Quem será responsável pela catástrofe?
Que medidas foram tomadas para compensar as vítimas?
E então elevou sua voz:
É uma afronta à decência humana que você persista obstinadamente, ignorando todos os protestos, quando você está ciente dos riscos, mas resolveu, por interesses próprios, ocultá-los, ou talvez, por preguiça ou indiferença, você não está nem ciente desses riscos, nem se dando ao trabalho de se informar.
Mayumi, como diretora da Plutonium Free Future, e Julian, como nosso principal advogado, assinaram essa carta, que enviamos a todos os membros do Gabinete, bem como ao Imperador do Japão e aos principais meios de comunicação. No Japão pós-Segunda Guerra Mundial, existe uma regra não escrita de nunca envolver o Imperador na política, com base nos fracassos fatais do passado. Mas pensamos que poderia haver uma exceção em um caso extraordinário de consequências graves em potencial, como ir para a guerra ou quando uma política extremamente destrutiva fosse implementada. Nosso julgamento foi que o programa de plutônio do governo era um desses casos.
Nossa rede internacional começou a mostrar resultados. Mensagens de fax invadiram nosso escritório na garagem. Ativistas no Japão, nos Estados Unidos e em outros lugares fizeram tentativas desesperadas para impedir a partida do carregamento de plutônio da França. Concentrei-me em instar os membros do Parlamento Europeu e da Comissão Europeia, funcionários japoneses e quaisquer outros que pudessem ter influência, a bloquear a remessa por razões de segurança ambiental. No entanto, o Akatsuki Maru, um navio porta-contêineres que transportava plutônio, completou sua polêmica jornada até o porto de Tokai dentro do cronograma. Logo após sua chegada, os jornais relataram que havia uma profunda divisão no gabinete japonês sobre a questão do plutônio. Devido à forte oposição internacional, o governo não conseguiu realizar os próximos embarques programados. Além disso, em 22 de fevereiro de 1993, o The New York Times publicou um artigo com o título, “Japão, curvando-se à pressão, adia projetos de plutônio”:
O Japão decidiu adiar, por até 20 anos, uma série de projetos de energia nuclear multibilionários … A decisão do governo afeta o cronograma de construção de vários reatores reprodutores e uma segunda usina de reprocessamento. Ele também parece fadado a cortar drasticamente as remessas de plutônio da Europa porque o Japão terá muito menos capacidade de usar o combustível de plutônio.
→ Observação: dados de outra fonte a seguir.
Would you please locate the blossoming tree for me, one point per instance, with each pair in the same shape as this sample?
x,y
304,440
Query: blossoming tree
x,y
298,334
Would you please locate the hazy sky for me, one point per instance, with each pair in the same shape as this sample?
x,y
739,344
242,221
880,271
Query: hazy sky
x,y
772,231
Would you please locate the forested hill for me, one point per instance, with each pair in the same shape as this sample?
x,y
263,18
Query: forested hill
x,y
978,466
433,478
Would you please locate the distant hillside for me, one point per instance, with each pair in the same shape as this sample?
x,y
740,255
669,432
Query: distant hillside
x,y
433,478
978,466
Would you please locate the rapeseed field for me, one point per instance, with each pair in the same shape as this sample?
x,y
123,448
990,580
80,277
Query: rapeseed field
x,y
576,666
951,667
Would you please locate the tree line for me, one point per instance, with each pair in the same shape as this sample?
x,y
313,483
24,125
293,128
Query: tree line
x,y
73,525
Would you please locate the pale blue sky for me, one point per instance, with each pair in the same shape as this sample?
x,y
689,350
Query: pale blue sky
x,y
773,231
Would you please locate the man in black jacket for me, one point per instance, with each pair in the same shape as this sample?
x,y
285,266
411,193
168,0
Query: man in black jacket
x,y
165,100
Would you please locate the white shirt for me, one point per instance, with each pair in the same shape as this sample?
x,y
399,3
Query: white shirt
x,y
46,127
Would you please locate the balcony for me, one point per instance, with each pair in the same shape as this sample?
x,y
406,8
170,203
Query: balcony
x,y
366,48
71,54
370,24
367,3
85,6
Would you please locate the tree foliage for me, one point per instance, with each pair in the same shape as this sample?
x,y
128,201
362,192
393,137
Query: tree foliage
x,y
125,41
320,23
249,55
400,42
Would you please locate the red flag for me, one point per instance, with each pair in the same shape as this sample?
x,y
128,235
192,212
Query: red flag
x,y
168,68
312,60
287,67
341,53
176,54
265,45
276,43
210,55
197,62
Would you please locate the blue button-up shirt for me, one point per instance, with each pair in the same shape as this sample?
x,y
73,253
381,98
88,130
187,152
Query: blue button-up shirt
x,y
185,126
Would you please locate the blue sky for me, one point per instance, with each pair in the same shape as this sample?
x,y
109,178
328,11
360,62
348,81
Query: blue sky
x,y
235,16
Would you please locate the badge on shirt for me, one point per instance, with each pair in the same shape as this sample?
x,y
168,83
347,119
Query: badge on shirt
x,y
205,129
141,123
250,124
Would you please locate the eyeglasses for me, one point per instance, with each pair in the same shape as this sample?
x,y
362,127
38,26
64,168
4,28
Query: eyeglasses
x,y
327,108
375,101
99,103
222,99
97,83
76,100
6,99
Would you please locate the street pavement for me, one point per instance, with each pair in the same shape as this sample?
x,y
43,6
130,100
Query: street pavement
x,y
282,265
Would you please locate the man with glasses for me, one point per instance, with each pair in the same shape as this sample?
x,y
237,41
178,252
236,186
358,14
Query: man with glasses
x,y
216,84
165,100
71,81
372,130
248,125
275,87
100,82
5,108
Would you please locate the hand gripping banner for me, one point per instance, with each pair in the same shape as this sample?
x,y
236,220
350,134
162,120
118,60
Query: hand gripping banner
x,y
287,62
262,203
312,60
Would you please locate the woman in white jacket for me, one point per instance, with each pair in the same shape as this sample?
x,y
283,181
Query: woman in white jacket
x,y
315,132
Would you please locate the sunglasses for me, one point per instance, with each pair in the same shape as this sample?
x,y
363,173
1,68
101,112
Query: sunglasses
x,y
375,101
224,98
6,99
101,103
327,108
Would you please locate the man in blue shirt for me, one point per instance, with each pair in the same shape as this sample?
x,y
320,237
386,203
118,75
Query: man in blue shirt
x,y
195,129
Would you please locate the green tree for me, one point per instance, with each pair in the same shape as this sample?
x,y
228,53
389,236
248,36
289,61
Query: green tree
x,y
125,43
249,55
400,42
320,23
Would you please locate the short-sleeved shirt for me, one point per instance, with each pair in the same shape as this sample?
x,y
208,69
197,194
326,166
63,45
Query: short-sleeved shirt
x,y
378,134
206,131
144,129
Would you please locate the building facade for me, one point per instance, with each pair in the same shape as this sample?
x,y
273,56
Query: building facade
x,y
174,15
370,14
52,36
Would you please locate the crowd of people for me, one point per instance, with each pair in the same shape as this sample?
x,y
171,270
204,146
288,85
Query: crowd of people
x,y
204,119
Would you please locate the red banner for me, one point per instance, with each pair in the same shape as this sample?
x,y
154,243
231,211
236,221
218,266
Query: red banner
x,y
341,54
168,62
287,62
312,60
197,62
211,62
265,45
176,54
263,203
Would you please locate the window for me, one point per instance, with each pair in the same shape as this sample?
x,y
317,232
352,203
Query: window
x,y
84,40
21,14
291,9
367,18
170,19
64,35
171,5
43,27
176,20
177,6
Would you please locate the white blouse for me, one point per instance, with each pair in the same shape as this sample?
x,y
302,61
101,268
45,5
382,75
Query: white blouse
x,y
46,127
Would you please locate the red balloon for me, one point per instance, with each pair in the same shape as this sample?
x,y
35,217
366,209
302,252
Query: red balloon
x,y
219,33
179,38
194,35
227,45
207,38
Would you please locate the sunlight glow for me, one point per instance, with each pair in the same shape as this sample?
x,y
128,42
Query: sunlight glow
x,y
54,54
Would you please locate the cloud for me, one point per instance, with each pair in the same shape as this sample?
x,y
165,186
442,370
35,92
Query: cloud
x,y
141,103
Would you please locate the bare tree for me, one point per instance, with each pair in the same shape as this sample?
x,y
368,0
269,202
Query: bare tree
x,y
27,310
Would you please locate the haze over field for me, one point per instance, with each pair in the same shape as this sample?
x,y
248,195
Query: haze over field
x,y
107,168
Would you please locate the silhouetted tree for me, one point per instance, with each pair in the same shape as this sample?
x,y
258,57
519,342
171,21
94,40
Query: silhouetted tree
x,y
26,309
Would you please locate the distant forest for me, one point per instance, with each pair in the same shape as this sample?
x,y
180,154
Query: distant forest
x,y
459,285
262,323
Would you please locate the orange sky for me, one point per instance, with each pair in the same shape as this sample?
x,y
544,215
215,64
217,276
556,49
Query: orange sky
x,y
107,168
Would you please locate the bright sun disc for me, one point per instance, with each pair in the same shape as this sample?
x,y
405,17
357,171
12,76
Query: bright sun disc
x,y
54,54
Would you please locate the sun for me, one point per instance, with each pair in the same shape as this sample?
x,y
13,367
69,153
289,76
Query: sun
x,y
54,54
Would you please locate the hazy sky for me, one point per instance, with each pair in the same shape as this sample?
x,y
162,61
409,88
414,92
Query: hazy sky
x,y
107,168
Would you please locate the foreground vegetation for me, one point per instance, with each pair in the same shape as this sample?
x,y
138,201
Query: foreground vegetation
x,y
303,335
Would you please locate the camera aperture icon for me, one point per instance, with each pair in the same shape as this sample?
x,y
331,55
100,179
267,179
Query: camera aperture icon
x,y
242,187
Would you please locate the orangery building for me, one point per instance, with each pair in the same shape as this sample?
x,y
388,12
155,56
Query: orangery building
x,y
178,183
Esse corte dramático no programa de plutônio foi conduzido sutilmente, mas foi oficialmente confirmado no plano revisado de desenvolvimento de energia nuclear de longo prazo do governo japonês.
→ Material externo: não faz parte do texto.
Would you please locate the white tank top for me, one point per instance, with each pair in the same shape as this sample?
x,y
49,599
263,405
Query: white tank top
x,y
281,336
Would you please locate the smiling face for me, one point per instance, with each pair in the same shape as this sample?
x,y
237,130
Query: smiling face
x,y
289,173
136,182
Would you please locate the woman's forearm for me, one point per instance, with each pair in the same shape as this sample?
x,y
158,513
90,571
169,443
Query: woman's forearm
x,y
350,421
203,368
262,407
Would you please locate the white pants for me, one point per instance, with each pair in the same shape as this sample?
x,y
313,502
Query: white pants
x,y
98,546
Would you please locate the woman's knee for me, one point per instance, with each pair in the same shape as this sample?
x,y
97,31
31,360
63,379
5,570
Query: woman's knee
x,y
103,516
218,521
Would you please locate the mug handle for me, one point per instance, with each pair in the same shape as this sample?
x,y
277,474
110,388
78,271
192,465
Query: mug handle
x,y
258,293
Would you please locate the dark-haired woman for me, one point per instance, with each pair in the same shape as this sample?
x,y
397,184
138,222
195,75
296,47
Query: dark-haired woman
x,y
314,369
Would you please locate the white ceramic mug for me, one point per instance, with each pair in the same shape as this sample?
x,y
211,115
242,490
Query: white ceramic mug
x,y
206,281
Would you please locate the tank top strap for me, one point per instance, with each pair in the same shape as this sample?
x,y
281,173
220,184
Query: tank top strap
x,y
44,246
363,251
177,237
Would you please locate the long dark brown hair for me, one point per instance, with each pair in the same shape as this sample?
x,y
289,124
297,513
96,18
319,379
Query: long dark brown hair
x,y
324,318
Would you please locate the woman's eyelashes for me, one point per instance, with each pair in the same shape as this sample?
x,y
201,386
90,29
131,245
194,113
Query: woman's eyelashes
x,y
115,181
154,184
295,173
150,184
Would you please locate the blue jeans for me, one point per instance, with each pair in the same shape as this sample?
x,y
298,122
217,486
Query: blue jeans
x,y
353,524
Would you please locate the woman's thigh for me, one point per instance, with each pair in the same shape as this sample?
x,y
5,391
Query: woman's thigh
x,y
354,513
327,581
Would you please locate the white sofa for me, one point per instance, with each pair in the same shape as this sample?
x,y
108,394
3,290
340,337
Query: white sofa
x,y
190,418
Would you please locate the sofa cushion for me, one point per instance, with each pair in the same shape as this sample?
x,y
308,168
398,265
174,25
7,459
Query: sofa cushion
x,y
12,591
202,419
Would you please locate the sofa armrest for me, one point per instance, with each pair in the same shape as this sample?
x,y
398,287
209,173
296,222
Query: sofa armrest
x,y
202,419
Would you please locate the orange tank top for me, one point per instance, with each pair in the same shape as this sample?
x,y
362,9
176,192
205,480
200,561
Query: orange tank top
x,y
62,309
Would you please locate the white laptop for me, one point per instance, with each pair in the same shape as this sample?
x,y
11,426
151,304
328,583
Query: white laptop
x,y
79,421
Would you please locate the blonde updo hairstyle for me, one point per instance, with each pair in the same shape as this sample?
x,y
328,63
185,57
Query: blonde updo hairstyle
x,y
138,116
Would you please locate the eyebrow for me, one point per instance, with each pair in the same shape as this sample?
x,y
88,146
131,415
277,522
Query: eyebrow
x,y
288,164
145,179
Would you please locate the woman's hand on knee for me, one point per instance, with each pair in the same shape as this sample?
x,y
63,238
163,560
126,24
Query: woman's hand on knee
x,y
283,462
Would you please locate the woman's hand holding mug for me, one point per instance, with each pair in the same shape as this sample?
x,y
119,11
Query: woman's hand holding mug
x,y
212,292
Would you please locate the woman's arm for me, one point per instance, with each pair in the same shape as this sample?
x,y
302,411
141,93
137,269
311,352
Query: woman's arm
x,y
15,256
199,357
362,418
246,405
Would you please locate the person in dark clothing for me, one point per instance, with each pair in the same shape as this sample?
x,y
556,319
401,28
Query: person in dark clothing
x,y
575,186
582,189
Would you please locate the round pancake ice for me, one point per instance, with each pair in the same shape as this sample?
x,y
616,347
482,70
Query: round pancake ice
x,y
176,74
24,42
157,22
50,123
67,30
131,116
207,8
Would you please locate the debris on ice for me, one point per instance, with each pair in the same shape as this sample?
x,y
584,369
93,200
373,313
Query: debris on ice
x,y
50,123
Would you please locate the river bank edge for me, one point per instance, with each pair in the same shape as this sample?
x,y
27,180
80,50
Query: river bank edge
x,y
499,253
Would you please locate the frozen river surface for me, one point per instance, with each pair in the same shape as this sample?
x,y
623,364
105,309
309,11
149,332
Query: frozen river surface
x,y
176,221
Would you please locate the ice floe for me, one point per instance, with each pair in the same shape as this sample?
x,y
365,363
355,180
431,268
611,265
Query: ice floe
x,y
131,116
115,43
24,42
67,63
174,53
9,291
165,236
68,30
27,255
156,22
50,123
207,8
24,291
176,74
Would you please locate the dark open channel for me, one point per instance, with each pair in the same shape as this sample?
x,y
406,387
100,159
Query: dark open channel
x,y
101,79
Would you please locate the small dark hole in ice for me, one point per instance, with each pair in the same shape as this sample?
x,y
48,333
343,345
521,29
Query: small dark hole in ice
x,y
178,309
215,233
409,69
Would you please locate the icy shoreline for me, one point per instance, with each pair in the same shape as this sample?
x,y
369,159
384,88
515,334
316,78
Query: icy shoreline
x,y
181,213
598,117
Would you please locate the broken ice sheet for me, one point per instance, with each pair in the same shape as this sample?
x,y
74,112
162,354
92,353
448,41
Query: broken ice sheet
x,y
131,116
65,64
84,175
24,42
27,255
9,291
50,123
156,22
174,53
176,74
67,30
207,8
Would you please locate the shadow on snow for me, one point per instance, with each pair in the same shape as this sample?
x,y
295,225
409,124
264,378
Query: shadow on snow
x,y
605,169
Como esse avanço foi possível? Os problemas tecnológicos e econômicos que os projetos de plutônio enfrentaram certamente ajudaram. Anos antes de começarmos, muitos grupos e indivíduos trabalharam nessa questão. A mudança no projeto nacional do governo japonês, no entanto, poderia muito bem não ter acontecido sem o empenho de nosso pequeno grupo comprometido. Até este ponto, o Japão não retomou o transporte de plutônio ou a produção de plutônio em grande escala.
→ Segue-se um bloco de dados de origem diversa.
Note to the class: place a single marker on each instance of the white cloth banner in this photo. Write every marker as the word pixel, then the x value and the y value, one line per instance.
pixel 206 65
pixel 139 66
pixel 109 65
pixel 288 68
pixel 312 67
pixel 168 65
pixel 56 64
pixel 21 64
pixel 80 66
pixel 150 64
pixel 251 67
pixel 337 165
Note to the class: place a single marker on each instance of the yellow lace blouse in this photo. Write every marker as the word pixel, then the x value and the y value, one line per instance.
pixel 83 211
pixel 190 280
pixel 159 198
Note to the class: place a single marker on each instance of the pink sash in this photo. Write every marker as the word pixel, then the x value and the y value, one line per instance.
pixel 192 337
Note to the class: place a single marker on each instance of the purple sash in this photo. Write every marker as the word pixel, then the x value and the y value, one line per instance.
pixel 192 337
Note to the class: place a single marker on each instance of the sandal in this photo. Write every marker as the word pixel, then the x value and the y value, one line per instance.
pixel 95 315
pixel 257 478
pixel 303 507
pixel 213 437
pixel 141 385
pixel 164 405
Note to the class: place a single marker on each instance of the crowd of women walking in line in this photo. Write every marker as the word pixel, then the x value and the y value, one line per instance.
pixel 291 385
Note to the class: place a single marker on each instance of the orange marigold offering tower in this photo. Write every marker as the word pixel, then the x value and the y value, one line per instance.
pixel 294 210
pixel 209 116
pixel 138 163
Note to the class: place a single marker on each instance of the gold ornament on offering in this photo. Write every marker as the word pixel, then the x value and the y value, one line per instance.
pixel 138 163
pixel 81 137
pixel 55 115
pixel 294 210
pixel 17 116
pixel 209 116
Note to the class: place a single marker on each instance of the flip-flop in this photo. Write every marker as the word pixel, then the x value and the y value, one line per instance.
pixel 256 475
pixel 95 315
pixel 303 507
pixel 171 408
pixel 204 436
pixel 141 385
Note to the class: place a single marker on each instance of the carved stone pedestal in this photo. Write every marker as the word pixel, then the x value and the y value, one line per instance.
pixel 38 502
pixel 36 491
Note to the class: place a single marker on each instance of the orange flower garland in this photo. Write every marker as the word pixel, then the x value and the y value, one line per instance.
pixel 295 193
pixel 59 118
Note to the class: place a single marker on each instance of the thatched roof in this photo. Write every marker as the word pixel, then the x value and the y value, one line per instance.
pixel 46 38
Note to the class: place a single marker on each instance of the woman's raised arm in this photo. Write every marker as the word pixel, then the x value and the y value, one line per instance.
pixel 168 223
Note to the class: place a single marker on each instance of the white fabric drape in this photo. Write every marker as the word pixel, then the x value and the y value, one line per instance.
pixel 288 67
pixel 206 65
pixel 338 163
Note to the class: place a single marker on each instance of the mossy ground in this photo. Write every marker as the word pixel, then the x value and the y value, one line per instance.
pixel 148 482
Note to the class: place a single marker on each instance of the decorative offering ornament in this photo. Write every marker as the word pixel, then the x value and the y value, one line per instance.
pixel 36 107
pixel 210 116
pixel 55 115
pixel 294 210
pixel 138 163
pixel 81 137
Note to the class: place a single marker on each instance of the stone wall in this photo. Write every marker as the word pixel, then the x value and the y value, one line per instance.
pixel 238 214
Nossa experiência confirmou para mim que vários indivíduos comprometidos, com algum conhecimento de pressão política, podem mudar a direção de um grande projeto nacional ou multinacional. É claro que precisamos sempre nos lembrar de que nossa intenção deve ser altruísta e afirmativa para tornar o trabalho valioso e eficaz.